Abusi edilizi e tolleranze costruttive: difformità ok entro il 2%

di Redazione tecnica - 17/11/2022

Un ordine di demolizione ingiunto sulla base di quelle che possono essere considerate come lievi difformità è illegittimo, per cui non è possibile applicare l’art. 31 del Testo Unico Edilizia.

Interventi in difformità: il calcolo delle tolleranze costruttive

Lo conferma il Consiglio di Stato, con la sentenza n. 8709/2022, con la quale ha accolto il ricorso di una curatela fallimentare di una società immobiliare, in riferimento all’ordine di demolizione impartito per opere abusive eseguite in difformità su un complesso edilizio sviluppato su tre corpi.

In particolare, il Comune aveva rilevato delle altezze maggiori rispetto a quelle dichiarate nel permesso di costruire (+62 cm, +55 cm e +22 cm). Secondo il ricorrente tali incrementi, effettuati per ottenere maggiore isolamento termico, avrebbero portato a variazioni inferiori al 2%, non sussistendo così alcuna difformità come previsto dall’art. 34, comma 2-ter, del d.P.R. n. 380/2001 (Testo Unico Edilizia).

Il TAR aveva respinto il ricorso ritenendo che la maggiore altezza degli edifici fosse maggiore del 5% e del 2,5 %  confermando:

  • l’obbligo di applicazione dell’art. 31 del D.P.R. n. 380/2001;
  • l’esclusione dell’applicabilità della sanzione alternativa pecuniaria, non essendo gli abusi neanche sanabili, possibile solo in circostanze di abusi formali e perché mancherebbe anche il presupposto per la sanzione pecuniaria, essendo l’ordine di demolizione sufficientemente motivato con la descrizione delle opere difformi, e solo quando oggettivamene la demolizione non è possibile si potrebbe dare luogo all’alternativa.

La verifica delle tolleranze

Da qui l’appello al Consiglio di Stato, che preliminarmente ha richiesto una perizia volta ad accertare:

  • la maggiore altezza dei manufatti;
  • la corretta misurazione per il rilevamento dell’asserita differenza in confronto a quella delle opere assentite;
  •  in caso di effettiva difformità, se essa fosse considerare totale o parziale dal permesso di costruire ai sensi dell’art. 34 del d.P.R. n. 380/2001.

Secondo il CTU, i valori rilevati su un edificio corrispondevano a una variazione di 20 cm e non di 55 cm, con una variazione che superava appena di 4,6 cm il 2%; il verificatore ha riscontrato però questa differenza come “tolleranze costruttive previste dal comma 1 dell’art. 34-bis del DPR 380/2001, da ritenersi quindi conforme al Permesso di Costruire".

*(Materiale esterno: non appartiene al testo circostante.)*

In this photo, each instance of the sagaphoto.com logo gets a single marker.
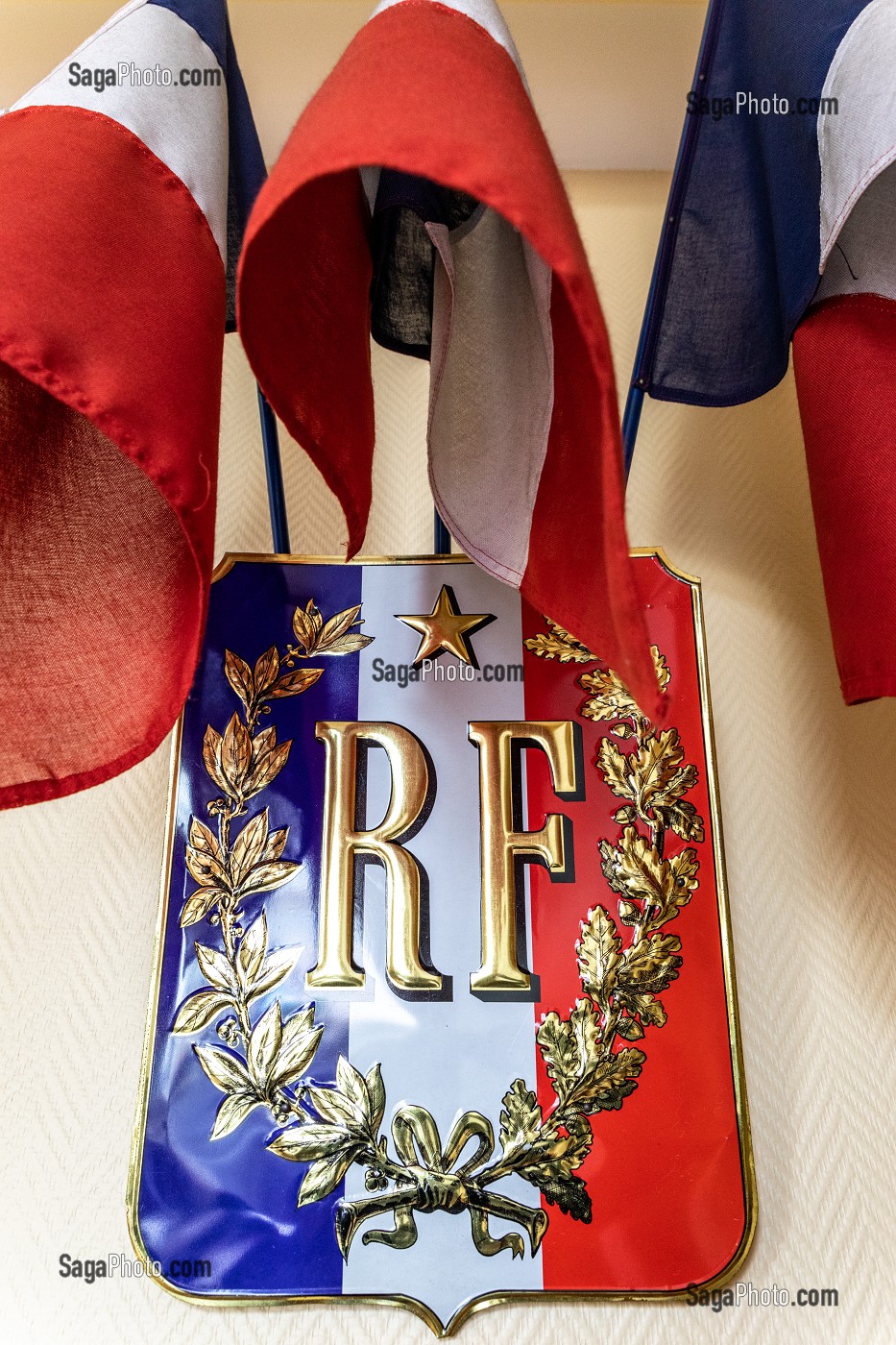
(143, 77)
(744, 103)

Per gli altri due edifici, il verificatore ha dichiarato addirittura l’impossibilità di poter accertare una variazione, non essendo i corpi di fabbrica completati ed ultimati:questa differenza di pochi centimetri, che in opere di cemento armato sovente si verifica, peraltro può essere recuperatanel prosieguo della costruzione”.

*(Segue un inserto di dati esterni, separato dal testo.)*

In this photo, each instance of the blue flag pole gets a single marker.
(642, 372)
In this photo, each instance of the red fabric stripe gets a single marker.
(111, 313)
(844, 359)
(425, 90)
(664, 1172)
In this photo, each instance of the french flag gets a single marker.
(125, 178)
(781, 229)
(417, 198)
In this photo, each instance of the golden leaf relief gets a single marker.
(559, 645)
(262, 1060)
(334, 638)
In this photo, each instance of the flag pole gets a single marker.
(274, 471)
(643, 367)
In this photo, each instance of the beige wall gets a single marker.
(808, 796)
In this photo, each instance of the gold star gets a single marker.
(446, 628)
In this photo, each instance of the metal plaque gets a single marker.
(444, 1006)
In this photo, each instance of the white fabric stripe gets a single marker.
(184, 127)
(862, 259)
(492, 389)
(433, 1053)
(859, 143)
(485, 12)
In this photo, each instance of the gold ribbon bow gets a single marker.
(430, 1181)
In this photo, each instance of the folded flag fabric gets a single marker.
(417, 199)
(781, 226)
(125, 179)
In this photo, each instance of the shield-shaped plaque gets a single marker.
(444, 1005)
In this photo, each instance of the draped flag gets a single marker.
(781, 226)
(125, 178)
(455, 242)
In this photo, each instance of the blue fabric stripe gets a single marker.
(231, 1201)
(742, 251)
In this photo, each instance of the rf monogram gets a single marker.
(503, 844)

In conclusione, secondo il CTU per un edificio non si può rilevare una difformità parziale ai sensi dell’art. 34 del d.P.R. n. 380/2001, alla luce dello sforamento minimale di 20 cm di altezza, rientrante nella tolleranza costruttiva di cui all’art. 34-bis dello stesso Testo Unico sull’Edilizia, mentre dall’altra parte non si può nemmeno parlare di difformità parziale, in quanto si tratta di opere non finite, senza certificato di regolare esecuzione, ove i fabbricati possono subire delle modifiche (anche attraverso lo strumento della variante in corso d’opera).

Consiglio di Stato: ordine di demolizione illegittimo per lievi difformità

Sulla questione, Palazzo Spada ha ricordato l’orientamento del Consiglio per cui è illegittimo il provvedimento con il quale viene ordinato la rimessa in pristino dello stato dei luoghi, in relazione ad un abuso edilizio nel caso lo stesso si traduca in una modifica di lieve entità, con sostanziale assenza di pregiudizio all’interesse pubblico urbanistico e, pertanto, in mancanza di una valida ragione per l’interesse pubblico tutelato, mancando quindi l’esistenza di un abuso rilevante, che potrebbe giustificare l’irrogazione della sanzione edilizia

L’insussistenza dell’abuso, nel caso di specie, comporta in ogni modo l’inapplicabilità dell’art. 31 del DPR n. 380/2001: il ricorso è stato dunque accolto, con il conseguente annullamento dell’ordine di demolizione.